A basketball-reference.com web scraper that uses Spark, Hadoop, and Hive to build a database designed for analysts.
- Set up Hadoop/HDFS on Softlayer (or any other remote set of vms)
- Refer to Hadoop/HDFS homework (link)
- Set up 10 machines at 100G of disk space each
- Be sure to remember the ip address of the master, as it will be needed for Spark setup
- Set up Spark on local computer
-
Refer to Intro to Spark homework (link)
-
No need to set this up remotely, just set it up locally on personal computer
-
In running Spark with Yarn cluster, no need to have Spark on remote vms
- Set up python on all machines (including remote vms)
- Python libraries required to run job:
- BeautifulSoup (bs4)
- pandas
- requests
- datetime
From local machine, run the shell script "run.sh", and input the public ip address of the master node of the remote vms.
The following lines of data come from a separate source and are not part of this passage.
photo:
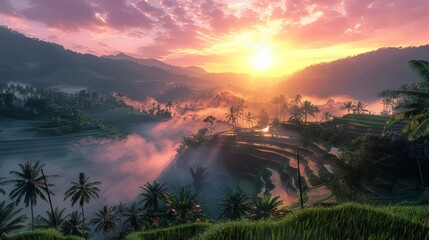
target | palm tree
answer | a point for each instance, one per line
(2, 183)
(105, 219)
(347, 105)
(267, 208)
(73, 225)
(360, 107)
(153, 194)
(231, 115)
(250, 119)
(185, 207)
(55, 220)
(134, 217)
(10, 219)
(199, 176)
(236, 205)
(307, 109)
(416, 104)
(326, 116)
(30, 185)
(82, 191)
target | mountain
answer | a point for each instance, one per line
(43, 64)
(361, 77)
(191, 71)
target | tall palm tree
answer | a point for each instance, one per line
(326, 116)
(134, 217)
(2, 183)
(184, 207)
(231, 115)
(360, 107)
(416, 104)
(55, 220)
(82, 192)
(153, 194)
(73, 225)
(29, 185)
(347, 105)
(267, 208)
(236, 205)
(105, 219)
(199, 176)
(10, 219)
(308, 109)
(250, 119)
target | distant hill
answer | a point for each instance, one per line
(43, 64)
(362, 76)
(191, 71)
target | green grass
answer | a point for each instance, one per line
(49, 234)
(178, 232)
(348, 221)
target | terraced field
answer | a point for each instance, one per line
(258, 163)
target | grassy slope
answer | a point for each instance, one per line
(49, 234)
(349, 221)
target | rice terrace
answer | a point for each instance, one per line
(214, 120)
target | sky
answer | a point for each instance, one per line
(270, 37)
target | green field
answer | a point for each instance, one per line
(348, 221)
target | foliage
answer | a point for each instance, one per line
(49, 234)
(10, 219)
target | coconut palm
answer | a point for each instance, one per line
(29, 185)
(134, 217)
(55, 220)
(10, 219)
(307, 109)
(153, 194)
(236, 205)
(347, 105)
(250, 119)
(199, 176)
(360, 107)
(73, 225)
(82, 192)
(326, 116)
(2, 183)
(105, 219)
(267, 208)
(184, 207)
(416, 104)
(231, 115)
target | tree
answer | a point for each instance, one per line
(416, 105)
(210, 121)
(231, 115)
(105, 219)
(82, 191)
(30, 185)
(52, 220)
(2, 182)
(307, 109)
(10, 219)
(199, 176)
(184, 207)
(347, 105)
(134, 217)
(250, 119)
(267, 208)
(236, 205)
(73, 225)
(153, 194)
(326, 116)
(360, 107)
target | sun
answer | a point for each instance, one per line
(261, 59)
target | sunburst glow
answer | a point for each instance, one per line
(262, 60)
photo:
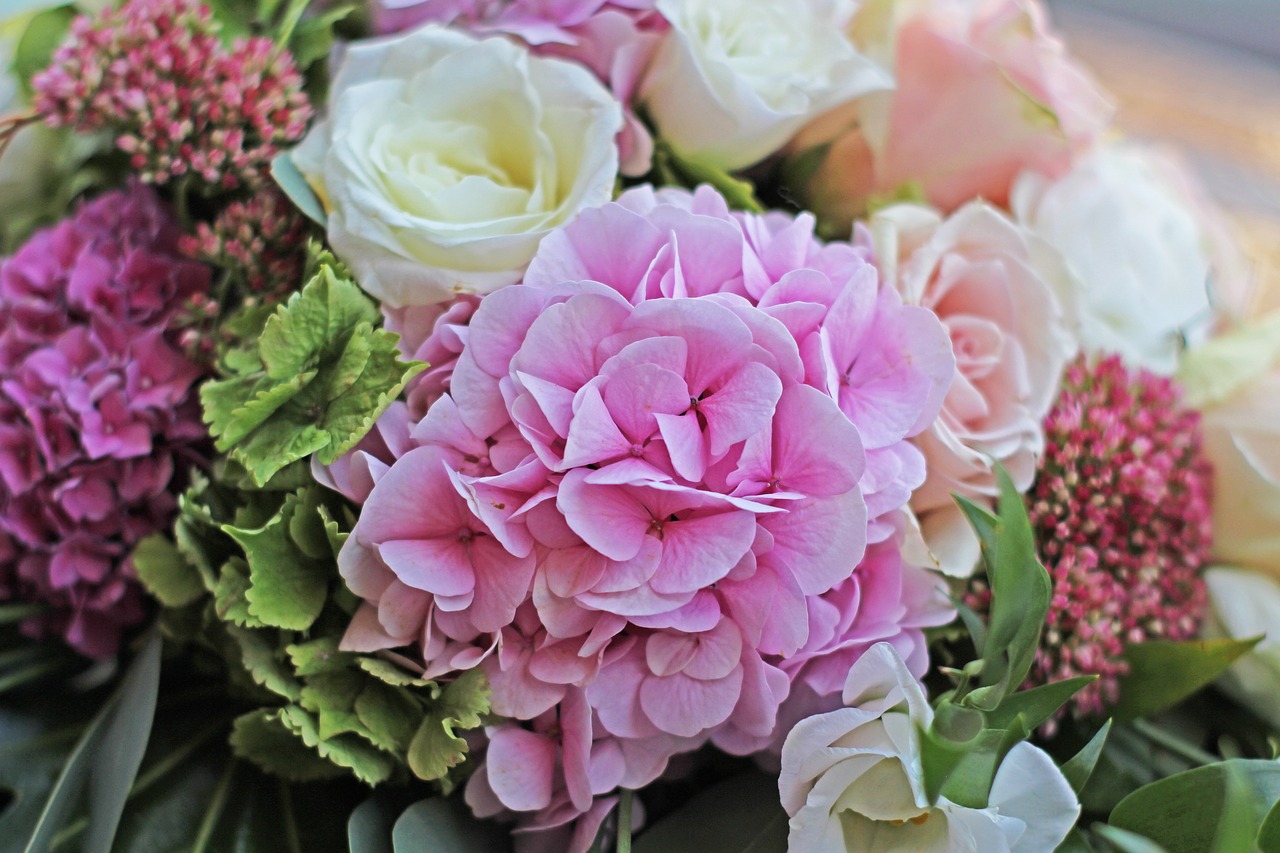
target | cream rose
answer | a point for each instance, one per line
(992, 284)
(1137, 249)
(853, 779)
(1243, 605)
(734, 80)
(1235, 383)
(444, 160)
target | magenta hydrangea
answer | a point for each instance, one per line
(96, 411)
(664, 483)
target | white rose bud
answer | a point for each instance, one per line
(444, 160)
(853, 779)
(735, 80)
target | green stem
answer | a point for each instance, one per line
(1174, 744)
(215, 810)
(625, 822)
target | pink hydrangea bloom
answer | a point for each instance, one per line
(96, 411)
(616, 39)
(653, 461)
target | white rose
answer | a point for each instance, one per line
(1247, 603)
(446, 159)
(1136, 246)
(853, 779)
(734, 80)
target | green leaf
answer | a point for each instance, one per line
(369, 830)
(263, 738)
(1182, 812)
(1269, 834)
(1127, 842)
(312, 39)
(42, 35)
(739, 815)
(435, 747)
(287, 588)
(1020, 591)
(689, 172)
(315, 381)
(440, 824)
(261, 660)
(1079, 767)
(165, 573)
(1038, 703)
(1164, 673)
(296, 187)
(124, 742)
(106, 758)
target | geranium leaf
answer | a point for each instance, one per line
(314, 381)
(437, 747)
(165, 571)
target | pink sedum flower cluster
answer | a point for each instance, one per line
(663, 486)
(615, 39)
(156, 74)
(96, 410)
(1120, 507)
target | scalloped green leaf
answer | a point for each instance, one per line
(312, 382)
(437, 747)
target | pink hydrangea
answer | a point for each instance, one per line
(656, 470)
(96, 411)
(616, 39)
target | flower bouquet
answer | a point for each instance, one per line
(620, 424)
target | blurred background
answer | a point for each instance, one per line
(1201, 77)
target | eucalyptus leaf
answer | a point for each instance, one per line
(287, 176)
(1182, 812)
(741, 813)
(1269, 834)
(106, 758)
(446, 824)
(1127, 842)
(1164, 673)
(1080, 766)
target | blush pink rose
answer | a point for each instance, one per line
(993, 286)
(984, 91)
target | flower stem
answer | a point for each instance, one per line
(625, 822)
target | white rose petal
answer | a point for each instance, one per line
(1247, 603)
(1136, 247)
(446, 159)
(853, 779)
(735, 80)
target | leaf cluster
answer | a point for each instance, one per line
(984, 715)
(252, 576)
(311, 382)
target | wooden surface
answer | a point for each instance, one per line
(1217, 105)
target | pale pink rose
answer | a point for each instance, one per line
(1235, 382)
(983, 91)
(992, 284)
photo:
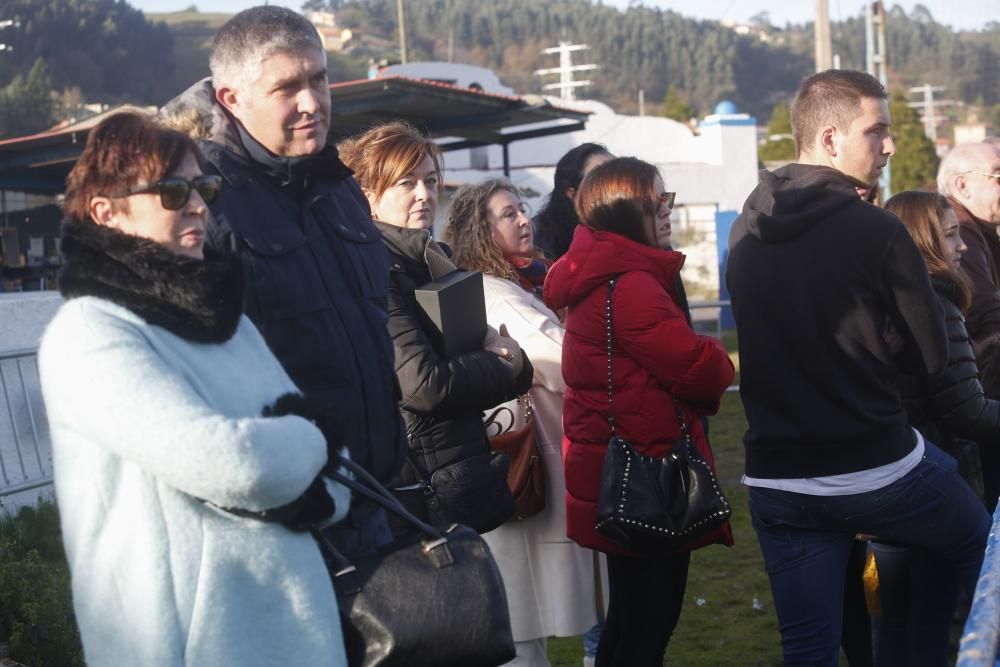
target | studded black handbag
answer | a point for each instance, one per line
(653, 505)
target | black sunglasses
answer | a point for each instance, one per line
(175, 191)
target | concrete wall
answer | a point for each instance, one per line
(23, 318)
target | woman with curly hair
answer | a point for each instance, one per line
(443, 398)
(549, 579)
This should:
- Scrape data from basketball-reference.com
- Set up hive
- Put all data into HDFS
- Create hive tables from data
After this is done, try logging in and testing the database:
ssh root@<ip_address>
hive
use nba_db;
show tables;
This should display all the tables and their descriptions.
Data can also be downloaded in smaller chunks as csv files, and used for separate in-depth analysis.
Run python interacter.py
and follow the prompts to download the files needed. They will downloand onto the local path.